Alternatively, other configurations of the multi-band antenna 110
may be used as would be appreciated by one of ordinary skill in the
art having the benefit of this disclosure. It should also be noted
that the antennas described herein may be implemented with
two-dimensional geometries, as well as three-dimensional geometries
as would be appreciated by one of ordinary skill in the art having
the benefit of this disclosure.
[0018] The RF input 142 may be a feed line connector that couples
the multi-band antenna 110 to a feed line (also referred to as the
transmission line), which is a physical connection that carriers
the RF signal to and/or from the multi-band antenna 110. The feed
line connector may be any one of the three common types of feed
lines, including coaxial feed lines, twin-lead lines, or
waveguides. A waveguide, in particular, is a hollow metallic
conductor with a circular or square cross-section, in which the RF
signal travels along the inside of the hollow metallic conductor.
Alternatively, other types of connectors can be used. In the
depicted embodiment, the feed line connector is physically coupled
to monopole antenna 120 of the multi-band antenna 110, but is not
physically coupled to the T-monopole antenna 130 of the multi-band
antenna 110. However, the T-monopole antenna 130 is parasitically
coupled to the monopole antenna 120.
[0019] In one embodiment, the multi-band antenna 110 is disposed on
a dielectric carrier of the user device. The dielectric carrier may
be any non-conductive material of the user device upon which the
conductive material of the multi-band antenna 110 can be disposed
without making electrical contact with other metal of the user
device. In another embodiment, the multi-band antenna 110 is
disposed on or within a circuit board, such as a printed circuit
board (PCB).
[0020] FIG. 2 is a block diagram of a user device 105 having the
multi-band antenna 110 of FIG. 1 according to one embodiment. The
user device 105 includes one or more processors 230, such as one or
more CPUs, microcontrollers, field programmable gate arrays, or
other types of processing devices. The user device 105 also
includes system memory 206, which may correspond to any combination
of volatile and/or non-volatile storage mechanisms. The system
memory 206 stores information which provides an operating system
component 208, various program modules 210, program data 212,
and/or other components. The user device 105 performs functions by
using the processor(s) 230 to execute instructions provided by the
system memory 206.
[0021] The user device 105 also includes a data storage device 214
that may be composed of one or more types of removable storage
and/or one or more types of non-removable storage. The data storage
device 214 includes a computer-readable storage medium 216 on which
is stored one or more sets of instructions embodying any one or
more of the functions of the user device 105, as described herein.

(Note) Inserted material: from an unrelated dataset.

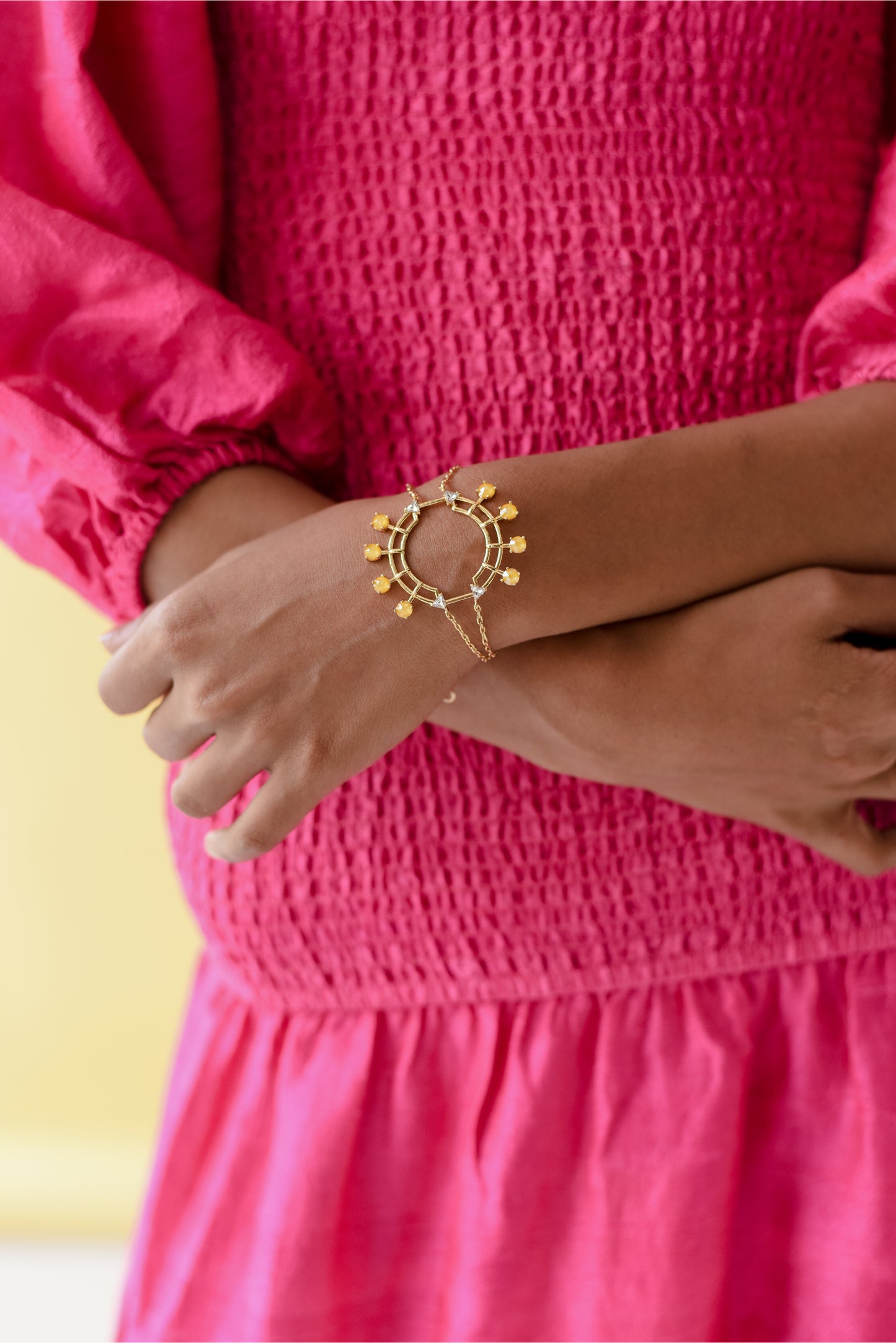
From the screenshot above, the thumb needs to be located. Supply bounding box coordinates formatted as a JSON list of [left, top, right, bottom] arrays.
[[789, 802, 896, 877], [99, 603, 152, 653]]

As shown, instructions may reside, completely or at least
partially, within the computer readable storage medium 216, system
memory 206 and/or within the processor(s) 230 during execution
thereof by the user device 105, the system memory 206 and the
processor(s) 230 also constituting computer-readable media. The
user device 105 may also include one or more input devices 220
(keyboard, mouse device, specialized selection keys, etc.) and one
or more output devices 218 (displays, printers, audio output
mechanisms, etc.).
[0022] The user device 105 further includes a wireless modem 222 to
allow the user device 105 to communicate via a wireless network
(e.g., such as provided by a wireless communication system) with
other computing devices, such as remote computers, an item
providing system, and so forth. The wireless modem 222 allows the
user device 105 to handle both voice and non-voice communications
(such as communications for text messages, multimedia messages,
media downloads, web browsing, etc.) with a wireless communication
system. The wireless modem 222 may provide network connectivity
using any type of digital mobile network technology including, for
example, cellular digital packet data (CDPD), general packet radio
service (GPRS), enhanced data rates for GSM evolution (EDGE),
universal mobile telecommunications system (UMTS), 1 times radio
transmission technology (1.times.RTT), evaluation data optimized
(EVDO), high-speed downlink packet access (HSDPA), Wi-Fi, etc. In
other embodiments, the wireless modem 222 may communicate according
to different communication types (e.g., WCDMA, GSM, LTE, CDMA,
WiMax, etc) in different cellular networks. The cellular network
architecture may include multiple cells, where each cell includes a
base station configured to communicate with user devices within the
cell. These cells may communicate with the user devices 105 using
the same frequency, different frequencies, same communication type
(e.g., WCDMA, GSM, LTE, CDMA, WiMax, etc), or different
communication types. Each of the base stations may be connected to
a private, a public network, or both, such as the Internet, a local
area network (LAN), a public switched telephone network (PSTN), or
the like, to allow the user devices 105 to communicate with other
devices, such as other user devices, server computing systems,
telephone devices, or the like. In addition to wirelessly
connecting to a wireless communication system, the user device 105
may also wireles sly connect with other user devices. For example,
user device 105 may form a wireless ad hoc (peer-to-peer) network
with another user device.
[0023] The wireless modem 222 may generate signals and send these
signals to power amplifier (amp) 280 or power amp 286 for
amplification, after which they are wirelessly transmitted via the
multi-band antenna 110 or antenna 284, respectively. The antenna
284, which is an optional antenna that is separate from the
multi-band antenna 110, may be any directional, omnidirectional, or
non-directional antenna in a different frequency band than the
frequency bands of the multi-band antenna 110. The antenna 284 may
also transmit information using different wireless communication
protocols than the multi-band antenna 110. In addition to sending
data, the multi-band antenna 110 and the antenna 284 also receive
data, which is sent to wireless modem 222 and transferred to
processor(s) 230. It should be noted that, in other embodiments,
the user device 105 may include more or less components as
illustrated in the block diagram of FIG. 2.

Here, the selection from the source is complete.